Similar to Riley et al. (26 (link)), the working fluid consisted of a mixture of water (60% by weight) and glycerol (40% by weight) to obtain a density and dynamic viscosity that is representative of blood (1.09 ± 0.03 g/ml and 3.98 ± 0.14 cP, respectively) at an operating temperature of 22.2°C. Experiments were performed using a steady inlet flow rate of 5.17 ± 0.078 L/min, corresponding to a Reynolds number (Re) in the inlet tube of approximately 3890. This inlet flow rate was chosen to correspond to a representative mean physiological cardiac output of an adult. An extended tube of 900 mm in length was attached to the model inlet such that the flow entering the model inlet was fully developed. To study the effect of a stroke condition on the mean arterial pressure and flow rate in the cerebral arteries, nylon spherical clots of three different sizes (3.15 mm, 4.75 mm, and 6.38 mm in diameter) were manually inserted into the right MCA (RMCA) to completely block the vessel and the corresponding flow through outlet 4, as depicted in Figure 1C.

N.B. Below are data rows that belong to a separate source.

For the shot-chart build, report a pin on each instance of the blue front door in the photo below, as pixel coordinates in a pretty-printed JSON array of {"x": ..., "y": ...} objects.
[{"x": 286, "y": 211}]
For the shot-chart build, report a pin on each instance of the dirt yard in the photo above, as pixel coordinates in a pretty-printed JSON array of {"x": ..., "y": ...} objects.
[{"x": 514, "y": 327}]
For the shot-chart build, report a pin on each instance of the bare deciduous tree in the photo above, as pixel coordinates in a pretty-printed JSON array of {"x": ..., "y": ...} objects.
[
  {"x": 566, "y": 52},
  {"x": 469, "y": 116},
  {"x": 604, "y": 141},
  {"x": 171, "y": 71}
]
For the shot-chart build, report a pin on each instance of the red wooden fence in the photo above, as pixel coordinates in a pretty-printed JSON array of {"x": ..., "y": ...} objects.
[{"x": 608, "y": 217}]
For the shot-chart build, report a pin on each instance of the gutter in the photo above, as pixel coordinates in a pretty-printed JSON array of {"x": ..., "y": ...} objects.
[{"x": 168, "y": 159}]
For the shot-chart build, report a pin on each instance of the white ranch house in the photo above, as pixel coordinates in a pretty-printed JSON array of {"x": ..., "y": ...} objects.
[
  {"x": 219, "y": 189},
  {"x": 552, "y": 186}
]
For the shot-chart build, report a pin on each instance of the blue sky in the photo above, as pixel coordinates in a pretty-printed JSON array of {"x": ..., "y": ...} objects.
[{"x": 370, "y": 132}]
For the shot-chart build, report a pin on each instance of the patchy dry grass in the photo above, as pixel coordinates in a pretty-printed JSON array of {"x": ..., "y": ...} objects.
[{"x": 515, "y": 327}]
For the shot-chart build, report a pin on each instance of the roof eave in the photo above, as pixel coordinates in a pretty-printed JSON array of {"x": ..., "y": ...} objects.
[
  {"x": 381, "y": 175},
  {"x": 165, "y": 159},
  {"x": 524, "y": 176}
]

Three separate experiments were performed for both conditions (normal and stroke) to measure the flow rate and pressure at the inlet and various outlets in order to provide boundary conditions for the CFD simulations and for validation. Because the fluid heats up as it is continuously pumped through the flow loop, we waited for 30 min to allow for the fluid temperature to reach a steady state (22.2°C) before measuring the flow rate and pressure. Importantly, the viscosity of the fluid was tuned to account for the effect of this temperature rise, so as to obtain the desired value of 3.98 cP at the steady-state operating temperature. The regional distribution of the flow rate was tuned to match available literature data (30 (link), 31 (link)) by adjusting clamps downstream of the pressure and flow rate measurement sites. This yielded a regional flow distribution such that 73.2% of the flow passed through the descending aorta and 26.8% of the flow was distributed to the remaining arteries stemming from the aortic arch. The flow rates to individual arteries were also tuned to match that reported in the literature (30 (link), 31 (link)), which are summarized in Table 1.